Senate debates

Wednesday, 12 October 2016

Bills

National Cancer Screening Register Bill 2016, National Cancer Screening Register (Consequential and Transitional Provisions) Bill 2016; Second Reading

12:36 pm

Photo of Murray WattMurray Watt (Queensland, Australian Labor Party) Share this | Hansard source

I also rise to speak on this bill. I do so as a member of the community affairs committee, which conducted a hearing into this legislation in Sydney a week or two ago. As my Labor colleagues have said, and as I want to say at the outset: Labor strongly supports the establishment of a national cancer screening register. As a member of the committee, I was apprised of the benefits of this register, particularly to improve procedures around screening to make sure that we keep people alive longer—that is essentially what this comes down to. Labor also supports the improvements to cancer-screening programs that the new register will support.

But we do have concerns about the government's legislation. This register will hold Australians' most sensitive health data, like the results of cervical and bowel cancer screening, and we need to get such a sensitive matter right. So Labor does have serious concerns about the government's shambolic approach to this important legislation. On the eve of the election, the Turnbull government signed a $220 million contract to outsource this register to Telstra before parliament even saw the legislation. So we had a government that had not put through the legislation that was required to facilitate this register, and yet the very same government were hell-bent on rushing through and signing a contract to get this register up and running—mysteriously, on the eve of the election. You can only assume that they did so in order to have a great little campaign announcement without actually having done their homework in getting the necessary legislation in place.

Now, as we are becoming used to from the Turnbull government, we see another stuff-up.
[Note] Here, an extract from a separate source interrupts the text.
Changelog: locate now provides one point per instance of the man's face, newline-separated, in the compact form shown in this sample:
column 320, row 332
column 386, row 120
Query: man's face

The government have bungled the bills to establish the register in their rush to pass this legislation retrospectively. When Labor and the crossbench first referred the government's bills to a Senate inquiry, the Minister for Health and Aged Care, Sussan Ley, accused Labor of a hysterical tirade. But, in an embarrassing rebuke of the government, their own Information Commissioner made six recommendations to the Senate inquiry to fix the legislation. So their very own commissioner raised concerns about matters in this legislation that were very basic privacy and data restriction matters that the government had not taken into account in drafting the legislation. At the committee hearing, even government senators, on hearing the evidence of the privacy and information commissioner, indicated that there did seem to be some benefits in considering the amendments that the commissioner proposed. Some of the loopholes identified by the commissioner were incredibly alarming. For example, the government's bills as drafted may allow the register operator to collect all Medicare claims information on people who are on the register. I well remember during the federal election that we had a bit of a debate about Medicare. Do you remember that, Senator Polley?